Não é prioridade ter um código de bom governo aprovado no primeiro mandato?...

Teremos de nos sentar e conversar com os membros dos órgãos sociais para abordar a temática. O que digo é que a actividade do IPCG não se deve cingir à mera aprovação ou não de um código. Deve ter um papel mais interveniente no quotidiano sobre temas muito concretos de controlo de risco, independência...

Se fosse menos extenso e complexo, como criticaram algumas das maiores cotadas, como o BES, o BCP ou a PT, o documento teria sobrevivido?

Prefiro não comentar.

Há quem defenda que códigos muito detalhados podem ter efeitos perversos e fazer com que as empresas não cumpram boas práticas. Concorda?

Em termos genéricos, penso que não é uma questão de simplicidade ou de complexidade, mas de efectividade. O documento deve ser o compromisso entre aspectos de ordem idealística e o pragmatismo do mercado a que se aplica, entre as melhores práticas e a sua aplicação.

Como viu os apelos do Governo e do Presidente da República à contenção salarial?

É preciso distinguir o que é psicológico do que é demagógico. E uma coisa é o Governo sugerir, outra é decidir. Não falando como possível presidente do IPCG, penso que, no sector privado, é por via dos impostos que se corrige quaisquer excessos de remuneração. As empresas têm toda a legitimidade para definir critérios, e para isso é importante que o regulador e outras entidades possam servir de agentes definidores de boas práticas.

E no sector empresarial do Estado?

Tenho dificuldade em aceitar, sobretudo quando essas empresas estão a concorrer com o sector privado e devem tentar obter quadros de qualidade. Um bom executivo é aquele que, com variações decorrentes das flutuações de mercado, consegue obter trabalho, e hoje de forma cada vez mais transnacional.

O salário de António Mexia suscitou grande discussão, mas a verdade é que foi remunerado com prémios plurianuais, que implicam um desempenho a longo prazo. Afinal, qual é a melhor forma de remunerar?

Fui membro do painel consultivo da CMVM [que avaliou a qualidade do governo societário das cotadas] e reconheço que a EDP foi considerada um dos exemplos mais próximos das boas práticas - não em termos do valor, mas da forma. Privilegio uma remuneração que tenha em conta a sustentabilidade e vejo com bons olhos remuneração diferida no tempo e colada ao cumprimento de objectivos.

Há medo de transparência nos salários?

Há uma paranóia sobre esse tema.
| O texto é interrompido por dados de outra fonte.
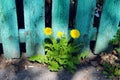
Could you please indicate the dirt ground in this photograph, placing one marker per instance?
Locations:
(23, 69)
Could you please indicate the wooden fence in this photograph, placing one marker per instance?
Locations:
(34, 19)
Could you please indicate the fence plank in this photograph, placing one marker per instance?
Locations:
(34, 26)
(84, 21)
(9, 29)
(108, 24)
(60, 16)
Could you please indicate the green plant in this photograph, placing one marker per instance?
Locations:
(116, 39)
(61, 52)
(111, 70)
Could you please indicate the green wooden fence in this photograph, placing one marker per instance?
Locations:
(34, 19)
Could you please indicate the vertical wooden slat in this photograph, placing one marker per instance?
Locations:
(60, 16)
(84, 21)
(34, 12)
(108, 24)
(9, 29)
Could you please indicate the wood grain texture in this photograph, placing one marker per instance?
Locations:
(84, 21)
(34, 14)
(60, 16)
(9, 29)
(108, 25)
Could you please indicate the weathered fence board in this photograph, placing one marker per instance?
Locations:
(34, 12)
(108, 25)
(60, 16)
(84, 21)
(9, 29)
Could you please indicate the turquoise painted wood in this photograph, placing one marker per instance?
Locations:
(108, 25)
(34, 14)
(60, 16)
(9, 29)
(84, 21)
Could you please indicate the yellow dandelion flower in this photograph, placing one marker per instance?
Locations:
(74, 33)
(48, 31)
(60, 34)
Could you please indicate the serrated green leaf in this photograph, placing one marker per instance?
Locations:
(54, 66)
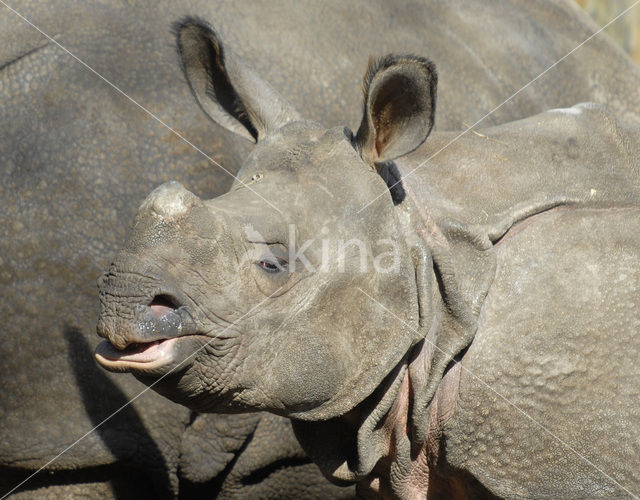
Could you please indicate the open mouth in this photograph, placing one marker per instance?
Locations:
(161, 323)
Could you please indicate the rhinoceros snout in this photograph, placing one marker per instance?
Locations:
(169, 201)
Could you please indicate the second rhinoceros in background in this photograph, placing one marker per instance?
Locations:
(433, 322)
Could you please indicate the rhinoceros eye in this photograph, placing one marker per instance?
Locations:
(272, 264)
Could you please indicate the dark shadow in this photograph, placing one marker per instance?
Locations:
(391, 174)
(124, 434)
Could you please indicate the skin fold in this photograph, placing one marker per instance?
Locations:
(486, 340)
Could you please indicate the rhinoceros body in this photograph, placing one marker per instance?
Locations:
(490, 353)
(78, 157)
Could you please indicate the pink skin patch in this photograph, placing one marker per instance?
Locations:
(154, 353)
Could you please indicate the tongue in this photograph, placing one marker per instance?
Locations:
(139, 353)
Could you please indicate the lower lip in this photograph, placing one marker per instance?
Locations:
(152, 353)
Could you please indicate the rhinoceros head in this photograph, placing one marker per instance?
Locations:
(260, 299)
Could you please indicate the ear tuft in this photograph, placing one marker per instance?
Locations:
(229, 92)
(399, 106)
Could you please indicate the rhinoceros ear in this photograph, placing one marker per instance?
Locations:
(399, 107)
(228, 91)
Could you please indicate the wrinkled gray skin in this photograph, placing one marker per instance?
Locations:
(519, 258)
(77, 158)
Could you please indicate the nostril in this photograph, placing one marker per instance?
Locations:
(162, 304)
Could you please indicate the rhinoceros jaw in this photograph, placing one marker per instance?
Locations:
(140, 355)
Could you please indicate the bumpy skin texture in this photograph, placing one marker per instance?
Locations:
(517, 258)
(77, 158)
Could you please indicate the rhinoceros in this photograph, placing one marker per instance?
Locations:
(77, 159)
(438, 318)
A transparência é um valor louvável e importante, mas há limites. Há transparência que é inútil.

Lidera esta lista porque não havia mais ninguém e o IPCG corria o risco de ser um projecto acabado?

Sempre tive a preocupação de não ser presidente da direcção. Fui vogal na primeira direcção e curador na segunda. Não me move nenhum motivo pessoal que não seja o facto de achar que o IPCG estava numa encruzilhada difícil de ultrapassar. Tinha de tentar dar um contributo se todas as pessoas que estão na lista considerassem que havia condições para me apoiarem

Ter um código será uma vitória?

O objectivo é ter o IPCG respeitado por definir as boas práticas de uma forma consistente.